Leonard Koppett van de New York Times schreef in januari 1971 en bekritiseerde de vierjarige regel als een nauwelijks verhulde „gentleman’s agreement“ tussen de NBA en NCAA die hen hielp een ijzeren greep op de sport te behouden. Uiterlijk beweerden beide competities dat de regel werd geleid door ethische overwegingen. „‚De jongen‘ mag niet worden ‚weggelokt‘ van zijn onschatbare universitaire opleiding door fantastische financiële aanbiedingen terwijl hij nog ‚onvolwassen‘ is, zeggen universiteitscoaches vaak,“ schreef Koppett. „En zelfs de profs … hebben de neiging om de regel te bespreken als een soort morele verplichting.“
In werkelijkheid dreef economie, niet idealisme, hun toewijding aan de vierjarige regel. „Voor hogescholen betekent dit het beschermen van het aanbod van goedkope arbeidskrachten“, legt Koppett uit. „Voor professionals maakt het het ontwerpsysteem mogelijk, dat het bieden op talent vermindert, en het helpt het gratis boerderijsysteem te behouden dat de universiteitsteams vormen.“ Terwijl de NCAA en NBA elkaar de rug toekeerden, droeg alleen de universiteitsspeler alle risico’s om zijn toekomstige verdiensten als professional te zien verdampen in het geval van een blessure. Volgens Sam Lacy van de Afro-American uit Baltimore was de regel het meest verwoestend voor zwarte spelers die meestal uit een arme of arbeidersklasse kwamen. (Tegenwoordig heeft de NCAA een „Exceptional Student-Athlete Disability Insurance Program“ dat studentatleten dekt in gevallen waarin een blessure of ziekte hen ervan weerhoudt om ooit als professionele atleet te concurreren; studenten sluiten vaak andere vormen van verzekering af.)

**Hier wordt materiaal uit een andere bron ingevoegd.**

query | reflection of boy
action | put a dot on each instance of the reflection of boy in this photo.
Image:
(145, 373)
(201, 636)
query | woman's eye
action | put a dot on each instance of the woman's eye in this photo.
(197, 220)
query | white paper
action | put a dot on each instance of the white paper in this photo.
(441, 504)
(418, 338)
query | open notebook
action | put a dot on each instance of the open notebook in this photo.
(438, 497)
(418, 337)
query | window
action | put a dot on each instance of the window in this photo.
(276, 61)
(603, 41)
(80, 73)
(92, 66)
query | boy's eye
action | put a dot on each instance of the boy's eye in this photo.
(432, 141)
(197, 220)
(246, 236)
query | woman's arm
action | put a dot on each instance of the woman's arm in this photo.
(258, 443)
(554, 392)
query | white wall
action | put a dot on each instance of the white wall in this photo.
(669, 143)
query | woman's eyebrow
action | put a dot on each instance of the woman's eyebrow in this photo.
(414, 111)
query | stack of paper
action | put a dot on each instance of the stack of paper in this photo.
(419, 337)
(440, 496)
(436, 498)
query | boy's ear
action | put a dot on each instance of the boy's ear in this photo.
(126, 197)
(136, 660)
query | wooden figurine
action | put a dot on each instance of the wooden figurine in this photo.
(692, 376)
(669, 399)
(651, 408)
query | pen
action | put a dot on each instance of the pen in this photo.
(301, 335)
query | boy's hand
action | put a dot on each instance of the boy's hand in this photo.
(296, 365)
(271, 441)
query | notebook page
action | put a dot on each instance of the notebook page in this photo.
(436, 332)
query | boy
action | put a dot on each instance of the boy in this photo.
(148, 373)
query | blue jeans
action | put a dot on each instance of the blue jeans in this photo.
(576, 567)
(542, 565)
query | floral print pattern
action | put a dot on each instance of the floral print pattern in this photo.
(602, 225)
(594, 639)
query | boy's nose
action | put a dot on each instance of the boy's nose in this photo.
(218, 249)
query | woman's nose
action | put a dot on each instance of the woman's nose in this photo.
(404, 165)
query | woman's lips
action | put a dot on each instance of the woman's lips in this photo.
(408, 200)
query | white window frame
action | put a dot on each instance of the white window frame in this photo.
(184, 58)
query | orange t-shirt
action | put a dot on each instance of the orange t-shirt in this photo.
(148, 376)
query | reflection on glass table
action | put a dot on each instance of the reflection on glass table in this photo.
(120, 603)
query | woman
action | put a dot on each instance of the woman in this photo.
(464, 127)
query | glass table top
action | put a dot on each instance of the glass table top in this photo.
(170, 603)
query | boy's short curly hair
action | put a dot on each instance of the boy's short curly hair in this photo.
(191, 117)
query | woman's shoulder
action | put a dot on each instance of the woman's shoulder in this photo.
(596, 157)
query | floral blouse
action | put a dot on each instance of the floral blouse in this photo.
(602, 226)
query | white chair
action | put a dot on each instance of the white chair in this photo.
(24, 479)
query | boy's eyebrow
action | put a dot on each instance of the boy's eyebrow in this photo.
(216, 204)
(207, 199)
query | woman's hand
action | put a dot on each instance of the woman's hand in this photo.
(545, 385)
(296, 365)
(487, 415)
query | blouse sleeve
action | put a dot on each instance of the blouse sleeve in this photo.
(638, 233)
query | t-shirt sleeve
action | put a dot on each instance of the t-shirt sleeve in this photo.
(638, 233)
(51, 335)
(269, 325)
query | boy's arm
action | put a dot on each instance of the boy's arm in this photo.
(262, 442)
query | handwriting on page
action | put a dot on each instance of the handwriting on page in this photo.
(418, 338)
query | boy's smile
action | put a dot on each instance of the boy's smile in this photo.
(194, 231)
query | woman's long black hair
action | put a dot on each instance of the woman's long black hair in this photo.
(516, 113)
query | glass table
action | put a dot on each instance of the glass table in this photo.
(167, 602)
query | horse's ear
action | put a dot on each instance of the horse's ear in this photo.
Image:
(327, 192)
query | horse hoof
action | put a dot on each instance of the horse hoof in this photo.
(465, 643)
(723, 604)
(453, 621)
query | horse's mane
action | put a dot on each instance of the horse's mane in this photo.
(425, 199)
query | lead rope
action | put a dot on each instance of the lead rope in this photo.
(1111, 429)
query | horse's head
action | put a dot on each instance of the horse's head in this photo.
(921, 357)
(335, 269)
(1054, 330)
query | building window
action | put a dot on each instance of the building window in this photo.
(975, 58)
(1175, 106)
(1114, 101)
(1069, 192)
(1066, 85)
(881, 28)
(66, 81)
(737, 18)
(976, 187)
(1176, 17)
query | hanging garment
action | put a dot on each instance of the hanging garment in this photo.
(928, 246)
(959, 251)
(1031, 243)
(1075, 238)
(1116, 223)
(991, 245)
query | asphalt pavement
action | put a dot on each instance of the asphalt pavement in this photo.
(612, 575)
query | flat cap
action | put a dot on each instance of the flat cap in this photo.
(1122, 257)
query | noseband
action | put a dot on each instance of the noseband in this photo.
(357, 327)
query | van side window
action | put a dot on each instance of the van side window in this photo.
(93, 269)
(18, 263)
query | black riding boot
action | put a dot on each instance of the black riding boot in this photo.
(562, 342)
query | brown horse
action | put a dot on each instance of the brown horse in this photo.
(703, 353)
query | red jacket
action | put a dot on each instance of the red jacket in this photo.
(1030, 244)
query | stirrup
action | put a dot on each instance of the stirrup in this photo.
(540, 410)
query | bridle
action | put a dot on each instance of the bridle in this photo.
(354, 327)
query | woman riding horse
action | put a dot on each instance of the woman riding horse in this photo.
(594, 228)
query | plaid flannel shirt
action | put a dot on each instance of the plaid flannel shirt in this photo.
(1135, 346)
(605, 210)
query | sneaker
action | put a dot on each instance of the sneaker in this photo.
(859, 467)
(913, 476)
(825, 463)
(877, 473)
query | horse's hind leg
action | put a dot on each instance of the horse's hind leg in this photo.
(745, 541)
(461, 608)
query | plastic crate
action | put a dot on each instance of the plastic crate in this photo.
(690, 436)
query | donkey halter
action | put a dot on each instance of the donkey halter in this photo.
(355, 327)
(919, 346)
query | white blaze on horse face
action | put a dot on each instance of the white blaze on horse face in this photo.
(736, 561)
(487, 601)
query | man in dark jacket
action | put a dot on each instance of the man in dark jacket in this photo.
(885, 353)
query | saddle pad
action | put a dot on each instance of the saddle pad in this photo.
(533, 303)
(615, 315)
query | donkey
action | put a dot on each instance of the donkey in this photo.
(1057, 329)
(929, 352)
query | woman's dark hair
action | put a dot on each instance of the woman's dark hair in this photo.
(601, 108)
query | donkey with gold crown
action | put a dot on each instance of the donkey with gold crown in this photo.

Haywood won uiteindelijk zijn juridische strijd in maart 1971, toen de rechtbank de vierjarige regel schrapte als een schending van de Sherman Act. Toen de NBA aankondigde dat het zou toestaan dat „ontberingen“-gevallen met haar teams worden ondertekend voordat hun toelating tot de universiteit afloopt, reageerden NCAA-functionarissen en basketbalcoaches met kritiek: „Het geordende proces dat door de jaren heen tot stand is gekomen, stelt een atleet in staat zich te ontwikkelen zijn bekwaamheid door middel van universiteitscompetitie onder leiding van de beste coaches en stelt een jonge man ook in staat zijn hbo-opleiding voort te zetten. Dit is nu verstoord door de gewetenloze minachting van het professionele basketbal voor het intercollegiale programma.
Door zijn worstelingen kwam Haywood tot het besef dat het hele sportsysteem – van atletiek op de universiteit tot de profs – was opgezet om zijn arbeid te onttrekken zonder hem veel zelfbeschikking of financiële zekerheid te bieden. In ‚Stand Up for Something‘, een boek uit 1972 over zijn leven, zei Haywood: ‚Ben ik niet vrij? Zijn alle atleten slaven van het systeem? … Wie zou me in godsnaam een dollar geven, een mooie plek om te wonen, wat fatsoenlijke kleding, een mooie auto om in te rijden? Wie ging mijn moeder in vredesnaam een paar dollar geven zodat ze fatsoenlijk kon leven? Hoe beschermt het systeem mij?”
Ondanks de overwinning van Haywood in 1971, blijven het monopolie van de NCAA en de arbeidsproblemen van universiteitsbalspelers bestaan. De verliezen van de NCAA in O’Bannon v. NCAA (2014) en NCAA v. Alston (2021), en de goedkeuring van nieuwe staatswetten, hebben bijgedragen aan het verbeteren van de situatie van universiteitsatleten. Ze kunnen nu geld verdienen met goedkeuringsovereenkomsten met hun naam, afbeelding en gelijkenis (bekend als „NIL“), en hebben ook toegang tot meer onderwijsgerelateerde voordelen. We moeten ons echter niet laten afleiden door de weinige sterren die grote NIL-uitbetalingen doen, van het feit dat de spelers die van March Madness zo’n winstgevend bezit maken nog steeds geen eerlijke vergoeding en basisarbeidsbescherming hebben.
Zwarte atleten blijven de dupe van deze strijd; ze staan ook op de voorgrond. Als zwarte levens er echt toe doen, dan zouden we ook om zwarte universiteitsatleten moeten geven.